La Cour européenne des Droits de l’Homme (deuxième section), siégeant le 19 septembre 2006 en une chambre composée de :

MM. J.-P. Costa, président,
I. Cabral Barreto,
R. Türmen,
M. Ugrekhelidze,
Mmes A. Mularoni,
E. Fura-Sandström,
M. D. Popović, juges,
et de Mme S. Dollé, greffière de section,

Vu la requête susmentionnée introduite le 20 décembre 2002,

Après en avoir délibéré, rend la décision suivante :

EN FAIT

Le requérant, M. Faruk Deniz, est un ressortissant turc, né en 1972 et résidant à Manisa. Il est représenté devant la Cour par Me S. Pekdaş, avocate à Izmir.

A. Les circonstances de l’espèce

Les faits de la cause, tels qu’ils ont été exposés par le requérant, peuvent se résumer comme suit.

Le 27 décembre 1995, le requérant fut arrêté et placé en garde à vue par des policiers de la section de lutte anti-terroriste de la direction de la sûreté de Manisa. Il lui était reproché d’être membre d’une organisation illégale, le DHKP/C (Parti révolutionnaire de libération du peuple/Front).

Selon le requérant, le 4 janvier 1996, il fut présenté en tant que « terroriste » aux organes de presse écrite et télévisée.

Le 5 janvier 1996, le requérant fut traduit devant le juge assesseur près la cour de sûreté de l’État d’Izmir, qui ordonna son placement en détention provisoire.

Le 25 mars 1998, la cour de sûreté de l’État libéra le requérant.

Le 28 novembre 2000, la cour acquitta le requérant. Cette décision devint définitive le 6 décembre 2000.

Le 2 mars 2001, sur le fondement de la loi no 466, le requérant saisit la cour d’assises de Manisa d’une action en réparation du préjudice subi en raison de sa privation de liberté.

Le 29 janvier 2002, la cour d’assises, après avoir procédé à une expertise de la perte de revenus du requérant pour la période de détention en cause, accorda à celui-ci 368 531 000 livres turques (TRL) [environ 323 euros (EUR)] à titre de dédommagement du préjudice matériel et 2 000 000 000 TRL [environ 1 757 EUR] pour le préjudice moral. Elle estima que les autres demandes n’étaient pas fondées et que les pertes alléguées n’étaient pas prouvées.

Le 7 février 2002, le requérant se pourvut en cassation. Il soutint que les montants accordés étaient insuffisants, la cour d’assises n’avait pas décidé sur sa demande concernant les intérêts moratoires, le rapport d’expertise ne lui avait pas été notifié et il n’y avait pas eu d’audience. Il invoqua les articles 6 de la Convention et 1 du Protocole no 1. Il demanda également la tenue d’une audience.

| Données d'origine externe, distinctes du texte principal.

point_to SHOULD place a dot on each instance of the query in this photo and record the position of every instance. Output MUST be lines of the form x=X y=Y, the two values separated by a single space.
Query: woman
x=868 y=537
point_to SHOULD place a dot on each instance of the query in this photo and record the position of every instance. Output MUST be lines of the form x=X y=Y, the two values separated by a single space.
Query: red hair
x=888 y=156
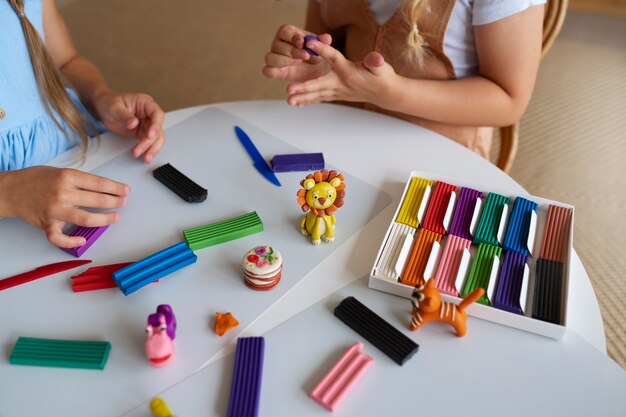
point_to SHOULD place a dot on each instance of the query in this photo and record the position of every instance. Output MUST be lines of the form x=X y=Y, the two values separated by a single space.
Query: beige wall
x=183 y=52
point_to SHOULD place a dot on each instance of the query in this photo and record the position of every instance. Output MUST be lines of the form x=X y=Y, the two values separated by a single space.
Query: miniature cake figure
x=427 y=307
x=161 y=331
x=322 y=194
x=262 y=267
x=224 y=322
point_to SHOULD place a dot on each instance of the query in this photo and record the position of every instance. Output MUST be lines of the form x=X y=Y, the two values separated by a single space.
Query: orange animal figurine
x=427 y=307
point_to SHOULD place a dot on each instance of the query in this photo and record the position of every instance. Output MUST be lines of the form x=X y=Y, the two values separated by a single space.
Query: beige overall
x=357 y=28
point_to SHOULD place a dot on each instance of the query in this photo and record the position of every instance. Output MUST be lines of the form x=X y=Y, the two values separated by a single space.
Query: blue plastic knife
x=259 y=162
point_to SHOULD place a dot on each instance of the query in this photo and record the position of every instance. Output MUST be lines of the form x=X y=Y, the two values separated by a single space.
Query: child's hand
x=49 y=197
x=368 y=81
x=134 y=115
x=287 y=59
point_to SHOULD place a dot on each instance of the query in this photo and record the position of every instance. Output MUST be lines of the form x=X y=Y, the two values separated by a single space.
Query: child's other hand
x=287 y=59
x=48 y=197
x=368 y=81
x=134 y=115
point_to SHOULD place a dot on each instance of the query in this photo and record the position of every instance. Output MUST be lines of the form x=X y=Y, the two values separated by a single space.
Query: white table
x=382 y=151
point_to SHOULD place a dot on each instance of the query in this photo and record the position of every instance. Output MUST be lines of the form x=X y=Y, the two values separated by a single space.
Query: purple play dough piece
x=462 y=219
x=245 y=391
x=510 y=283
x=91 y=234
x=309 y=38
x=298 y=162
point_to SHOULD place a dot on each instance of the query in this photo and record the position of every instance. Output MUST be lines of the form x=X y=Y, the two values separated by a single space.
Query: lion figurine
x=322 y=194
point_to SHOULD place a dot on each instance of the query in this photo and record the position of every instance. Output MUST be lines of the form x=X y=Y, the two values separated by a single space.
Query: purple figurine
x=161 y=331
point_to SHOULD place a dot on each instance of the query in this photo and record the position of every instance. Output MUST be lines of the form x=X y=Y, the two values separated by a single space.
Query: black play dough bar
x=548 y=291
x=376 y=330
x=178 y=182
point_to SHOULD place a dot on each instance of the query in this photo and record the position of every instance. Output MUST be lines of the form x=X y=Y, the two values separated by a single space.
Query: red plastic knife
x=40 y=272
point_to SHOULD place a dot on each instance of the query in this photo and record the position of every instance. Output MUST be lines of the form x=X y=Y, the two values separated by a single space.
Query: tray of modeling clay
x=465 y=236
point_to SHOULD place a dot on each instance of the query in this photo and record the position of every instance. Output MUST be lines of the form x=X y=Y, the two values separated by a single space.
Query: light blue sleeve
x=489 y=11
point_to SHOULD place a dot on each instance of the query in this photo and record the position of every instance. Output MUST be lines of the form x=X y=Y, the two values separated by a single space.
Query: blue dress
x=28 y=135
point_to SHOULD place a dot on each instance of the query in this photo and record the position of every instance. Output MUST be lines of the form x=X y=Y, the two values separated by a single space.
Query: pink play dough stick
x=342 y=376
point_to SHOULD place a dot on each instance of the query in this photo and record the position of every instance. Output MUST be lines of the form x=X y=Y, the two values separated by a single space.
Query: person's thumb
x=374 y=62
x=121 y=115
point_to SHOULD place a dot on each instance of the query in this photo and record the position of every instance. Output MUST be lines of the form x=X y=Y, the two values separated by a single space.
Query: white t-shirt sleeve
x=489 y=11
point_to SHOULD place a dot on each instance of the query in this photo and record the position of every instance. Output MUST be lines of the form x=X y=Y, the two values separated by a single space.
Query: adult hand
x=371 y=80
x=288 y=60
x=48 y=197
x=133 y=115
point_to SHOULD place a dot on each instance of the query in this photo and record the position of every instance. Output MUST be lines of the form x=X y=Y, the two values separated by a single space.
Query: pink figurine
x=161 y=331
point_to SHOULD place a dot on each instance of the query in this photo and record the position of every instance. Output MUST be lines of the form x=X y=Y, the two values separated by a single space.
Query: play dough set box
x=464 y=236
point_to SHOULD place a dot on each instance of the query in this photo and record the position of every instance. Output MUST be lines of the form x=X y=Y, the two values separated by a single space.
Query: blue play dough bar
x=245 y=391
x=516 y=237
x=149 y=269
x=298 y=162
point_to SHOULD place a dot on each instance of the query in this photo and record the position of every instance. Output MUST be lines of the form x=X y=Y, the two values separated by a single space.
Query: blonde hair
x=50 y=84
x=416 y=44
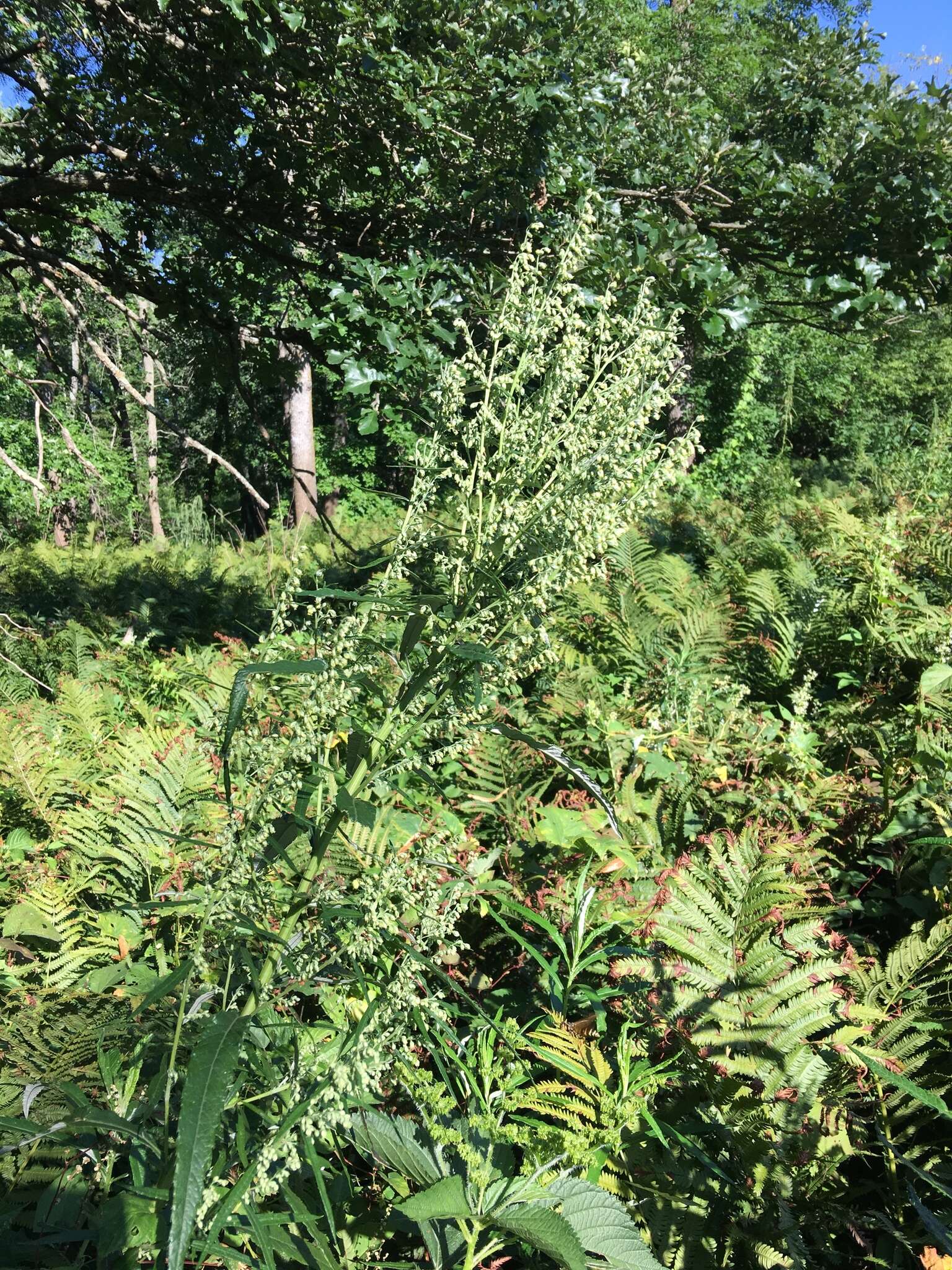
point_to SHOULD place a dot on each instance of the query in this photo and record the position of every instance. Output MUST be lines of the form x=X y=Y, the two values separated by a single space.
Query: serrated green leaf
x=446 y=1198
x=902 y=1082
x=398 y=1143
x=603 y=1225
x=207 y=1081
x=545 y=1231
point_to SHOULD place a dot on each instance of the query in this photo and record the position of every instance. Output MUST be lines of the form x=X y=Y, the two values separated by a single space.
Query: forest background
x=644 y=926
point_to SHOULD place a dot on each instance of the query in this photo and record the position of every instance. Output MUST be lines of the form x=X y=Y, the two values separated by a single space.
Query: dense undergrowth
x=603 y=917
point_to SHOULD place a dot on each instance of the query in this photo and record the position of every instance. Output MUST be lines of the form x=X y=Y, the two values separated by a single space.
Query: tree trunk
x=74 y=371
x=155 y=515
x=223 y=418
x=299 y=417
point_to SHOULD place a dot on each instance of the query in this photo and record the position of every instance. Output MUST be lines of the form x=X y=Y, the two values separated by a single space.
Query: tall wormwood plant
x=544 y=432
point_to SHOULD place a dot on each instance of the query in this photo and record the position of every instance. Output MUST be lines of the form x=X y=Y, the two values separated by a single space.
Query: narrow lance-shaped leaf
x=239 y=699
x=902 y=1082
x=569 y=765
x=207 y=1080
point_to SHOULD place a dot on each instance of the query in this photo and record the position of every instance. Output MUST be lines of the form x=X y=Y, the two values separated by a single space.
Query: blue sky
x=910 y=24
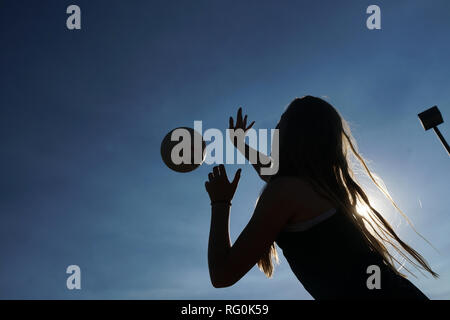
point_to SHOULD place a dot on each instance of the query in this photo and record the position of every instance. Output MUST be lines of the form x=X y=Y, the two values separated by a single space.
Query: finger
x=223 y=171
x=251 y=125
x=216 y=171
x=237 y=176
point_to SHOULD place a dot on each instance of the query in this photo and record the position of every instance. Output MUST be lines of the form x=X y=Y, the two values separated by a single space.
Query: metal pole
x=444 y=143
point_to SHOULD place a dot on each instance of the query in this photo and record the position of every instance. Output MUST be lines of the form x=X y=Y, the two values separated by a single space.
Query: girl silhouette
x=309 y=209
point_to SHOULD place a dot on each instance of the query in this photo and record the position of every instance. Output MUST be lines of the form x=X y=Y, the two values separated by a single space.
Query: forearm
x=219 y=243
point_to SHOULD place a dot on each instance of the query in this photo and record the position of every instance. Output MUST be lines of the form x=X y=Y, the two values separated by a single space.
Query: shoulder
x=287 y=186
x=286 y=192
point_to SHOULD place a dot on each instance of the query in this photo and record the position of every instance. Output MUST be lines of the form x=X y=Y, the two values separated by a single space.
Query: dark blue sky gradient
x=83 y=114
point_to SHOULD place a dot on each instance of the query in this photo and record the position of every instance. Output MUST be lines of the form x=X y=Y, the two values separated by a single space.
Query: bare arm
x=262 y=160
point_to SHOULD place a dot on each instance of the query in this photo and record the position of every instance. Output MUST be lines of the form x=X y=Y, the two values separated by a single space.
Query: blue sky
x=83 y=114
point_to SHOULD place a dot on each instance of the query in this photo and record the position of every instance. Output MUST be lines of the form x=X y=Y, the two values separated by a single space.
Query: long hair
x=315 y=144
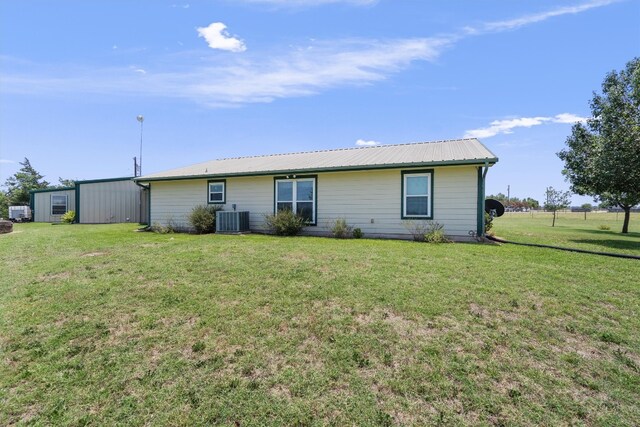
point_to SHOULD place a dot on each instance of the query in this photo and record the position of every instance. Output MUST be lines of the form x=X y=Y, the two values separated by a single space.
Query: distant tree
x=23 y=181
x=4 y=205
x=556 y=200
x=532 y=203
x=65 y=183
x=602 y=159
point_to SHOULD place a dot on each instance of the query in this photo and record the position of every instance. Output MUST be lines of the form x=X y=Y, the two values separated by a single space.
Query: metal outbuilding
x=99 y=201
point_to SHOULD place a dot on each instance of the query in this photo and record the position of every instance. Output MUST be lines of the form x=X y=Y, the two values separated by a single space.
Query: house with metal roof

Le 20 mai 2002, la Cour de cassation approuva l’arrêt de la cour d’assises après avoir examiné l’avis du procureur général, lequel ne fut pas notifié au requérant. Elle ne tint pas d’audience.

Le 24 juin 2002, l’arrêt de la Cour de cassation fut notifié au requérant.

Le 20 décembre 2002, à la date de l’introduction de la requête, le requérant n’avait pas encore obtenu le paiement.

B. Le droit et la pratique internes pertinents

Le droit et la pratique internes pertinents en vigueur à l’époque des faits sont décrits dans l’arrêt Göç c. Turquie ([GC], no 36590/97, §§ 2734, CEDH 2002V).

L’article 1 de la loi no 466 sur l’octroi d’indemnités aux personnes illégalement arrêtées ou détenues dispose que :

« Seront compensés par l’État les dommages subis par toute personne :

1. arrêtée ou mise en détention dans des conditions et circonstances non conformes à la Constitution et aux lois ;

2. à laquelle les griefs à l’origine de son arrestation ou détention n’auront pas été immédiatement communiqués ;

3. qui n’aura pas été traduite dans le délai légal devant le juge après avoir été arrêtée ou mise en détention ;

4. qui aura été privée de sa liberté sans décision judiciaire après que le délai légal pour être traduite devant le juge aura expiré ;

5. dont les proches n’auront pas été immédiatement informés de son arrestation ou de sa détention ;

6. qui, après avoir été arrêtée ou mise en détention conformément à la loi, aura bénéficié d’un non-lieu (...), d’un acquittement ou d’un jugement la dispensant d’une peine ;

ou

7. qui aura été condamnée à une peine d’emprisonnement moins longue que sa détention ou à une amende seulement. »

Aux termes de l’article 2 de la loi no 466, tout plaignant doit introduire une demande d’indemnisation devant la cour d’assises du lieu de son domicile dans un délai de trois mois, en exposant les faits litigieux et indiquant le montant réclamé. Cette demande est dirigée contre le Trésor public.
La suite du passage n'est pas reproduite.